Netanyahu's shift in emphasis from criticism of the peace process to stressing his desire to "engage" with new ideas stems in part from an ill-fated first go-round as premier, which observers say chastened the man known for his hubris.
The change, however, is more a function of style and tactics rather substance, say many analysts. While they say his worldview is still that of a pragmatic hawk who is skeptical about making concessions to Israel's Arab neighbors, observers point to a mellowed political style and a more carefully considered tactician.
"Netanyahu is still a very strong idealist," says Aviv Bushinsky, who served as Netanyahu's top media advisor during his first term. "I think he will be more cautious before making decisions. Even if he reaches the same decisions, he'll prepare the ground better."

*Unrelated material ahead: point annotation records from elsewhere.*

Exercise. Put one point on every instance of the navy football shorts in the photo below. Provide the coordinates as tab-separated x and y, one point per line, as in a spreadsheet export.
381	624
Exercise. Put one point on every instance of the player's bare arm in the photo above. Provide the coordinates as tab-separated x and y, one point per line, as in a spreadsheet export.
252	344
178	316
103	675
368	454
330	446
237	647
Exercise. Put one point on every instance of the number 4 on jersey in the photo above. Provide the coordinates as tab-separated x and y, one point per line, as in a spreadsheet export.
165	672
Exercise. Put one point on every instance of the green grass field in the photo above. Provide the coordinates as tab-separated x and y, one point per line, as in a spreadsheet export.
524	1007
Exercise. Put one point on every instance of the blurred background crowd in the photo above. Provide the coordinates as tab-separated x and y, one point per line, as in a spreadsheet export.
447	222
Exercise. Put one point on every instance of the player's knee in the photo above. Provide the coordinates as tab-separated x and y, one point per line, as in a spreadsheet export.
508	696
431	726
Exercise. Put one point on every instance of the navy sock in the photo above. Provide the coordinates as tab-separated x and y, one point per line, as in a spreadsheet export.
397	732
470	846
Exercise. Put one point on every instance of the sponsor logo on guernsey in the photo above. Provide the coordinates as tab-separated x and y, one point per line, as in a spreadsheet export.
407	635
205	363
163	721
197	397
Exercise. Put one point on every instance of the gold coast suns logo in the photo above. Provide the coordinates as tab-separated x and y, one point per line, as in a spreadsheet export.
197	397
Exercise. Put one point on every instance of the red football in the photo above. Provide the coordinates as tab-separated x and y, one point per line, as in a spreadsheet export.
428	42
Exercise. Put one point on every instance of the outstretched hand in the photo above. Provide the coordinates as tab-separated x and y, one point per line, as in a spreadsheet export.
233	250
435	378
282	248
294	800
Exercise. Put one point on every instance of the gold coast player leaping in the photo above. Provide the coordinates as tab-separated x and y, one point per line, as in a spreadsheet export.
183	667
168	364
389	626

Last time: a wunderkind bent on opposing peace
When Benjamin Netanyahu became Israel's youngest prime minister in 1996, he had a reputation as a brash political wunderkind bent on putting the brakes on the Oslo peace process adopted by the administration of former US President Bill Clinton.
Despite that tension, Netanyahu compounded the strained relations with Israel's all-important ally by publicly meeting with Christian-right evangelicals like Jerry Falwell – prominent opponents of Israeli concessions to the Palestinians – on a US visit in 1998 aimed at advancing the peace process.
The contrast in his approach to relations with the Obama administration has been telling. Recognizing that in order to confront Iran he cannot afford another rift with the White House, he has stressed his desire to "engage" with new ideas. And though he doesn't see eye to eye with Obama and Secretary of State Hillary Rodham Clinton on the urgency of resolving the Palestinian conflict, Netanyahu has sought to smooth over those differences by stressing the points in common with the Obama administration.
But Netanyahu comes into office at a time when Iran's growing regional influence and nuclear aspirations figure just as high on Israel's regional agenda – if not higher than – Arab-Israeli peace.
Identifying the spread of "extremist Islam" as the source of Israel's security "crisis," Netanyahu addressed Iran directly in his speech Tuesday: "We won't let any person or state to put a question mark over our existence."
Zalman Shoval, a former Israeli ambassador to the US and foreign policy adviser to Netanyahu, argues that containing Iran has become a precondition for progress on the peace process.